Gagak Versus Elang

Oleh: Arcadius Benawa

Satu-satunya burung yang berani mematuk elang adalah burung gagak. Ia duduk di punggung elang dan menggigit lehernya. Namun, elang tidak menanggapi atau enggan bertarung dengan gagak. Elang tidak mau menghabiskan waktu atau energinya dengan ulah si gagak.

Elang hanya membuka sayapnya dan mulai terbang lebih tinggi di langit. Semakin tinggi penerbangan, semakin sulit bagi gagak untuk bernafas, dan akhirnya gagak tersebut jatuh karena kekurangan oksigen.

Dalam kehidupan sehari-hari ini kita kadang risih dengan berbagai patukan dari gagak-gagak di dalam kehidupan, entah komentar miringlah, kritik minir apa lah. Kalau kita menghadapi realitas tak mengenakkan seperti itu, sikap Elang dapat memberi inspirasi dan motivasi bagi kita.

Seperti halnya Elang tidak meladeni patukan si gagak, demikianlah hendaknya kita. Kita tidak perlu menanggapi semua nafsu pertempuran tersebut. Kita tidak perlu menanggapi atau menjawab kembali semua ungkapan nyinyir, tuduhan atau kritik dan segala macam yang seperti gagak yang asal patuk-patuk saja itu.

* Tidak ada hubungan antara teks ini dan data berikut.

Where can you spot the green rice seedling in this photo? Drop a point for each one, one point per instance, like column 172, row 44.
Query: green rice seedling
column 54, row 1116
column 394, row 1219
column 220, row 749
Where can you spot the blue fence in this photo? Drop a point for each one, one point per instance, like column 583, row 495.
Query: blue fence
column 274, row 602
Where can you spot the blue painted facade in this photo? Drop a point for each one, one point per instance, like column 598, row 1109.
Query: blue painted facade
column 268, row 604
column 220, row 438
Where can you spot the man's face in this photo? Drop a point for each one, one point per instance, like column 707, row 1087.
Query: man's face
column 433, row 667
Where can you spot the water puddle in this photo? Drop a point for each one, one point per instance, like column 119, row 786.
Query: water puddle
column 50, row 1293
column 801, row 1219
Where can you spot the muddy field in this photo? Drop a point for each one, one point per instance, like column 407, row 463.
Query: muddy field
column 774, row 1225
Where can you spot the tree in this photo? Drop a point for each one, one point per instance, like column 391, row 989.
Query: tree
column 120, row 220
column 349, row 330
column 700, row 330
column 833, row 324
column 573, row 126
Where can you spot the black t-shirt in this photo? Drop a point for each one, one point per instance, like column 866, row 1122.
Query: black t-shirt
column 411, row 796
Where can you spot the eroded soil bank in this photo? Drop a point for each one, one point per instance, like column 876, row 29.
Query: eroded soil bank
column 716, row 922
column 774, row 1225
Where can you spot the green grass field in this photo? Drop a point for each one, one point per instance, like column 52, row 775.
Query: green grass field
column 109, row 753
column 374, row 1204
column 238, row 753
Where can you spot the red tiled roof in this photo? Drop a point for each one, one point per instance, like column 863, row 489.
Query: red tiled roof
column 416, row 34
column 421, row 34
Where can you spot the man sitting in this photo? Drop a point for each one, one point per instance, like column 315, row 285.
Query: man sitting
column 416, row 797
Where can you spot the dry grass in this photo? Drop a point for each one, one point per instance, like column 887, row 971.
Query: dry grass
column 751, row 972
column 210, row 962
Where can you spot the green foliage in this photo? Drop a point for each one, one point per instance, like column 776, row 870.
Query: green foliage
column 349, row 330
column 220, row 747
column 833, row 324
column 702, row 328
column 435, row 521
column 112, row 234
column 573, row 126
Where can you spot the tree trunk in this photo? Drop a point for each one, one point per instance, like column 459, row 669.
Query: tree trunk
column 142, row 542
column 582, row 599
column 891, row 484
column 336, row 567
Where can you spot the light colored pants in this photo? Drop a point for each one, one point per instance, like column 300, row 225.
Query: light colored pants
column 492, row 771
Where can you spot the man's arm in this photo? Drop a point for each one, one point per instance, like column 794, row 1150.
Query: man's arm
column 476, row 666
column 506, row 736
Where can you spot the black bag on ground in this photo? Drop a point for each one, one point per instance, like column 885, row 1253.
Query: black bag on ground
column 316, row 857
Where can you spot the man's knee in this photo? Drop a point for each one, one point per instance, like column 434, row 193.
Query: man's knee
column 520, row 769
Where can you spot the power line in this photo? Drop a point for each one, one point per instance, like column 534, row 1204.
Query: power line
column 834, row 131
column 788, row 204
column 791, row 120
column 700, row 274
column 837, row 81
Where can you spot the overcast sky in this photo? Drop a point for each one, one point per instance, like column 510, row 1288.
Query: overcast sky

Seperti halnya Elang, kita pun diajak untuk mengangkat standar capaian kita dengan kepakan sayap kita agar kita semakin melambung tinggi. Saat kita terbang tinggi, niscaya gagak-gagak kehidupan itu akan berjatuhan sendiri!!

Kalau mengambil inspirasi dari spirit Sang Guru Kehidupan, carilah dulu Kerajaan Allah, maka yang lain akan dicukupkan bagimu! Fokus saja pada peningkatan capaian, maka yang akan mematuk-matuk itu pada gilirannya akan terkulai sendiri karena kehabisan energi tak sanggup mengikuti capai standar kita yang semakin tinggi.

Bila sebaliknya yang terjadi adalah kisah kura-kura yang mau diselamatkan oleh Elang. Kura-kura itu diminta untuk fokus pada gigitannya pada batang yang dicengkeram Elang agar kura-kura itu bisa diselamatkan dari habitatnya yang dirusak manusia. Namun karena kura-kura itu tidak bisa berpegang pada pesan Elang untuk fokus menggigit barang yang dicengkeram kaki Elang, kura-kura itu pun jatuh saat emosinya meluap ketika mendengar celotehan yang mengatakan bahwa Elang sedang membawa terbang “kotoran kuda”. Kura-kura itu meladeni celotehan dari bawah dengan membuka mulutnya untuk mengatakan: “Bukan kotoran kuda. Ini aku kura-kura yang sedang diselamatkan oleh Elang dari ulah manusia serakah!”

Jadi kemampuan mengendalikan diri agar bisa fokus dan total pada pencapaian tujuan atau standar menjadi kunci. Sebaliknya ketika kita mudah terbawa emosi dan meladeni setiap celotehan, kebinasaanlah yang akan terjadi seperti kura-kura.

Barang siapa mempunyai telinga untuk mendengar, hendaklah ia mendengar.